Tuesday 1 May 2012

The Machine

At GIFT Festival in Gateshead this weekend we are showing a new piece, The Machine. Well, I say new...originally made as a one-off for Off The Shelf and Bloc Projects space last October, The Machine is the first live performance of the English translation of Georges Perec's radio play, originally broadcast in German in the late 60s.

The project came together pretty quickly last year, and partly to do with brochure deadlines, despite the fact that both Rachael and I, and Third Angel associate artists Christopher Hall and David Mitchell were involved, along with recent collaborator Lauren Stanley, it wasn't billed as a Third Angel project.

I was also delighted that we were joined by new collaborators Teresa Brayshaw and Oliver Bray, both of whom we've been talking to about making something together for a while. The focus on language, and fast turn around for the piece, suited Teresa and Oliver's strengths exactly. We had a great time making the piece, and it went down really well. (There's a really interesting response to the piece in relation to game-play over on the Overlap site).

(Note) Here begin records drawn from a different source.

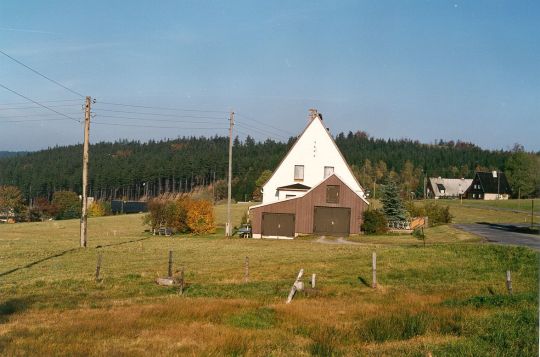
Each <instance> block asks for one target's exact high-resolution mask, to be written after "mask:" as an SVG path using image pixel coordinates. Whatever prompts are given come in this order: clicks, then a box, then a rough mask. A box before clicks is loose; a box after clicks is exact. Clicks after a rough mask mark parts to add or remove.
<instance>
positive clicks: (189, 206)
mask: <svg viewBox="0 0 540 357" xmlns="http://www.w3.org/2000/svg"><path fill="white" fill-rule="evenodd" d="M144 223H145V224H148V225H149V226H150V227H151V228H152V229H156V228H159V227H161V226H165V227H168V228H172V229H173V231H174V232H175V233H189V232H191V233H196V234H202V233H211V232H214V229H215V220H214V207H213V205H212V203H211V202H210V201H207V200H193V199H191V198H189V197H182V198H180V199H177V200H174V201H162V200H157V199H154V200H151V201H150V202H148V214H147V215H146V216H145V217H144Z"/></svg>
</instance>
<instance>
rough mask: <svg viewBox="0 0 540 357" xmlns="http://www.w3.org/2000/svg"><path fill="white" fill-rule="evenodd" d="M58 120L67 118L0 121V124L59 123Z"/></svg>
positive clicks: (64, 119) (65, 119)
mask: <svg viewBox="0 0 540 357" xmlns="http://www.w3.org/2000/svg"><path fill="white" fill-rule="evenodd" d="M59 120H68V119H67V118H56V119H28V120H0V124H3V123H27V122H36V121H59Z"/></svg>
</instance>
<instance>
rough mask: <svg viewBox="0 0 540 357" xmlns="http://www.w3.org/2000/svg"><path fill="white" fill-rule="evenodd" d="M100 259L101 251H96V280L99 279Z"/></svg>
mask: <svg viewBox="0 0 540 357" xmlns="http://www.w3.org/2000/svg"><path fill="white" fill-rule="evenodd" d="M101 261H102V254H101V252H99V253H98V260H97V263H96V281H99V273H100V270H101Z"/></svg>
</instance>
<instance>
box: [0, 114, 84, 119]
mask: <svg viewBox="0 0 540 357" xmlns="http://www.w3.org/2000/svg"><path fill="white" fill-rule="evenodd" d="M64 114H66V115H78V114H79V113H64ZM54 115H58V114H56V113H32V114H21V115H9V114H7V115H5V116H0V119H11V118H33V117H50V116H54Z"/></svg>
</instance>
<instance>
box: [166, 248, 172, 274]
mask: <svg viewBox="0 0 540 357" xmlns="http://www.w3.org/2000/svg"><path fill="white" fill-rule="evenodd" d="M167 276H168V277H169V278H172V250H169V275H167Z"/></svg>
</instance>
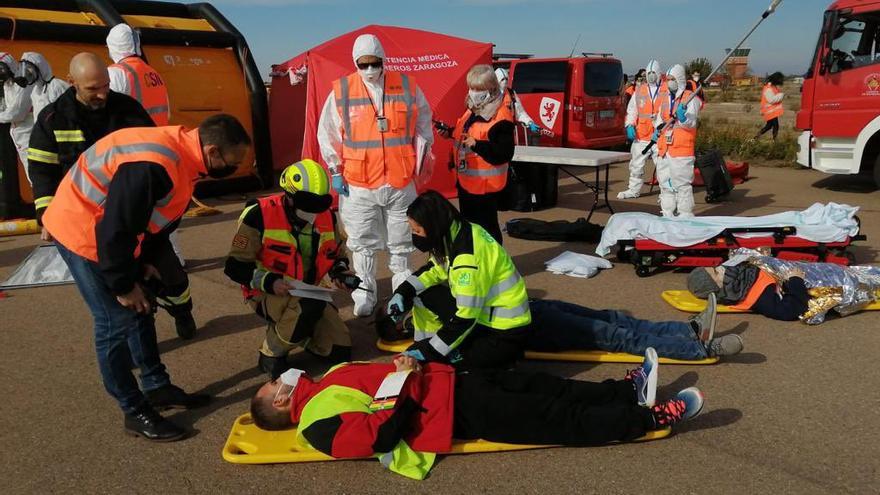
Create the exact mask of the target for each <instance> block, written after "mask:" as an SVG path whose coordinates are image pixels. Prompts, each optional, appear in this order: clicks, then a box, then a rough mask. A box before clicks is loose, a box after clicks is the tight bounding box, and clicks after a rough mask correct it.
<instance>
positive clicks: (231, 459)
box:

The opportunity arose to show the work again this year, and it seemed weird not to officially acknowledge it as a Third Angel project. So we have reconvened to explore the text further, and take it to GIFT, where we had such a good time presenting a Playing With Time
screening last year.

It is the first time, as Third Angel, that we've worked with a whole, existing text. A few years ago we responded to Schiller's Maria Stuart, incorporating elements of his text into our piece Stage an Execution. Co-incidentally, Schiller features quite strongly in The Machine a couple of times.


Back in October I wrote:
It is unusual for me to start with a text. Chris gave me the script and what struck me about it immediately is that it's pretty much impossible to read on your own. I love that about it - you need four voices, four readers, for it to make sense. I could tell, dipping in to it, that it was fascinating, funny, complex...but I couldn't read the shape of it. I also knew within minutes that I wanted to do it.
When we gathered to read it as a group I began to see the text as much as a diagram, or a set of instructions. The formatting, a column for each voice, doesn't just tell you who speaks next, but demonstrates how the narratives and games of the piece flow across the line of voices. Considering that it was written as a radio piece, I'm taken by the visual, physical, aspect of this.
What I also enjoy about it is that the games that Perec plays in the piece, irreverently deconstructing Goethe's poem, Rambler's Lullaby II, remind me strongly of the way we explore text - particularly in rehearsals for film projects. These approaches pull apart the existing text enough to shed new light on it, and to find new meanings in it - sometimes flipping them completely. Perec really pushes this at times, creating whole new bastardised versions of Goethe's poem through serendipitous, randomised word replacements. But ultimately this increases your (well, certainly my) appreciation of the original. And what we're noticing is that within the stylised, systematic approach of the System Controller and the three computer Protocols (the voices of the piece are the control and subroutines of a computer programme), he also paints subtly distinct characters.

As performers, each time we come back to Perec's text, we find more in it - connections, subtleties, gags... and each time we have a bit more research and dramaturgy to draw upon. In rehearsal we're taking Perec's approach to his own text, playing with intonation, delivery, trying things out - taking the games too far - but finding new things that work each time. What continually amazes me is that we are working with a translation -
Ulrich Schönherr has had to not only translate the words, and meaning, he's had to play the linguistic games of the original version with his translated text, obey the rules of the game in a new language. And he still finds the jokes.

Our intervention into this radio text in order to make it theatre is pretty subtle. We're performing in the round, and in a mode that nods to the idea of radio drama. We deliberately steer clear of it feeling like the recording of a radio programme, but we are definitely playing out to the live audience. We're having a good time with it. If you're going to be in Gateshead this weekend, we'd love to know what you think.

**
The whole GIFT line up looks great, and it really was a lovely festival last year. We're also presenting an Inspiration Exchange on the Sunday, 11 - 4pm.